A would-be frugal housekeeper, actuated by the best motives, and really striving to "make both ends meet," is perplexed at her want of success, and is anxiously looking abroad for causes that she would find much nearer home. And what else is the reason but that, notwithstanding an expensive outlay in provision's, bad cooking spoils and renders uneatable a large proportion; and that which should have graced her table, and delighted the palates of her household, becomes fit for naught else than food for pigs, and is therefore consigned to the already overgorged swill tub. In how many of our households is not this notoriously the case? If thus the art of Cooking exercises so great an influence upon the health and happiness of the community, we are sure we need no longer dwell upon the importance, nor urge upon our readers the necessity of a closer study of this truly important branch of our domestic economy.
This volume is offered to the experienced housekeeper as well as to the young beginner, as a faithful and intelligent counsellor and guide, in whom they can place the fullest confidence, and whose directions they can unhesitatingly follow. Every recipe having been fully tested, is now presented to them as the result of actual individual experience. They will be found to be practical, clear and simple, readily understood and as easily followed. So precise are the directions on every page, that no novice, however unsophisticated, need be misled. Appended to each recipe is a summary of the different ingredients which it contains, with the exact proportions of each and the precise time necessary to dress the whole : thus showing at a glance its various requirements.

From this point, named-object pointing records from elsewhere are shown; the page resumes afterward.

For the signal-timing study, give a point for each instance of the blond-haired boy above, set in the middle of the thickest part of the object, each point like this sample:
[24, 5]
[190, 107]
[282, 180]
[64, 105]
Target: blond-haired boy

The directions for boning poultry and game are entirely new, and also very exact; while those pages devoted to explaining the somewhat rare accomplishment of carving, and how to set out a table, will, we trust, be found equally acceptable and instructive to our readers.
To our country-women, then, throughout the land we dedicate this work in the fullest assurance that, in many households, it will become a valued and honored servant, always ready when needed, ever willing to advise; and whose counsels when faithfully followed will tend to add to the gratifications of many an American home.